NCAA Tournament: No more cinderellas
By Jim Litke
The NCAA tournament is at a tipping point.
The old model of a dozen or so tradition-rich programs from the six power conferences fighting among themselves for the title year after year is on its last legs. If neither of the so-called mid-majors playing in Saturday’s first semifinal, Butler or Virginia Commonwealth, break that stranglehold this year, one of their counterparts will soon enough.
Already, upsets don’t mean nearly as much as they once did. Seedings mean even less.
“There aren’t any weak sisters,” Hall of Fame coach and current ESPN analyst Bob Knight said before Sunday’s games. “I don’t care if they came from the Canary Island League. Anybody that gets here is going to be able to play.”
VCU emerged from the not-quite-as-exotic Colonial Athletic Association, the same league that sprung Final Four party crasher George Mason five years ago. And it only seems as if the Rams began their tournament run on the other side of the world.
Instead, since kicking open the door in the newly added “First Four” round of games as a No. 11 seed, they’ve faced opponents from five of the six power conferences — only the SEC has been lucky enough to avoid a battering — and haven’t looked overmatched in a single one.
After his No. 1 Jayhawks lost 71-61, Kansas coach Bill Self said if the players from both sides were sprinkled into a shirts vs. skins game, it would be impossible to tell which ones had the supposed pedigree.
“They got what they deserved today,” he said about the Rams. “They certainly outplayed us.”
VCU’s win may have overshadowed an even more impressive accomplishment by Butler, a school with 4,500 students that returned to the Final Four after losing to Duke last year, when a half-court shot by since-departed NBA pick Gordon Hayward at the buzzer missed by inches. No team outside the six power conferences has done that since UNLV in 1990-91, but the way the two programs arrived at the same place couldn’t be much different or more reflective of the eras.
Back then, UNLV was an NBA team-in-waiting, much like perennial powers North Carolina, Kansas and Kentucky, loaded with veteran talent. In the intervening years, the kids that used to stack up at those programs began jumping to the NBA after a season or two, or fanned out to smaller schools where they cashed in on opportunities to play right away and get the TV exposure once reserved for the big leagues.
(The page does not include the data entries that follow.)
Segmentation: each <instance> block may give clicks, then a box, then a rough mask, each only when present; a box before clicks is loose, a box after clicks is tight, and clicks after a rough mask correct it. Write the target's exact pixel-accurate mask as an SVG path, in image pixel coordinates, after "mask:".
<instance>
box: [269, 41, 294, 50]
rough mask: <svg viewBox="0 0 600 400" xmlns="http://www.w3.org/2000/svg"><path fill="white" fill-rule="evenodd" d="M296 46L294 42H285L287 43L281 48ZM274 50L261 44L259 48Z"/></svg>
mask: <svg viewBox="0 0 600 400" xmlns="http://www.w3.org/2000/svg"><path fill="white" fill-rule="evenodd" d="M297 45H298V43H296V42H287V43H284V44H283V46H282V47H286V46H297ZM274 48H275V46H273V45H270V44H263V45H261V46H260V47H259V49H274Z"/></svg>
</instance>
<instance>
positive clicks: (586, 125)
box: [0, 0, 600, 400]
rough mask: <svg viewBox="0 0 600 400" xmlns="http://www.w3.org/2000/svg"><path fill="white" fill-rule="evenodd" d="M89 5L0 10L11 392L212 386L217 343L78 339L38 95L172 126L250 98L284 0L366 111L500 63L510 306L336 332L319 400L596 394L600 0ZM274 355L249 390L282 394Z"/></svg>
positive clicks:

As more dollars trickled down to midlevel programs, bright young coaches such as Butler’s Brad Stevens, 34, and VCU’s Shaka Smart, 33, took advantage of the same shortcuts. What they quickly figured out was that continuity — keeping second-tier players together for several seasons — was the fastest way to close the talent gap, especially in the tournament.
Butler and VCU likely couldn’t beat Kansas and Florida, to name just their past two opponents, in a best-of-three series. But in the lose-and-go-home format, they only have to figure out a way to do it once.
Kentucky coach John Calipari, whose No. 4 Wildcats play No. 3 Connecticut in the other semifinal, keeps getting results by recruiting the most-talented one-and-done players available and reloading season after season, but he’s an exception. This season’s UConn team is more of a hybrid, led by late-blooming junior guard Kemba Walker, with several freshmen sharing the load.
What all four squads have proved by taking different approaches is the seeding process that consumes so much of the NCAA selection committee’s time and the media’s attention is becoming irrelevant.
There are no No. 1 or 2 seeds for the first time since seeding was used in 1979, when the tournament was expanded to 40 teams and the rankings put in place to give teams in the 1-6 slots a bye for the first round. Though it’s not as exact a comparison because of all the conference shifts since 1979, this year was also the first time that two teams outside the power leagues have made the Final Four.
The only way those numbers don’t increase with each passing year is this: While college basketball’s royalty is having trouble keeping its best players for long, the mid-majors just arriving may find it equally tough to hang onto the best young coaches such as Stevens and Smart. No doubt some of the teams filling out the lower rungs in the power leagues are already drafting offers.
Small wonder those same vested interests cling to power so desperately in college football, using the Bowl Championship Series to stack the deck in the postseason. Otherwise, the anarchy that has made this already the most unpredictable playoff ever could spread like wildfire.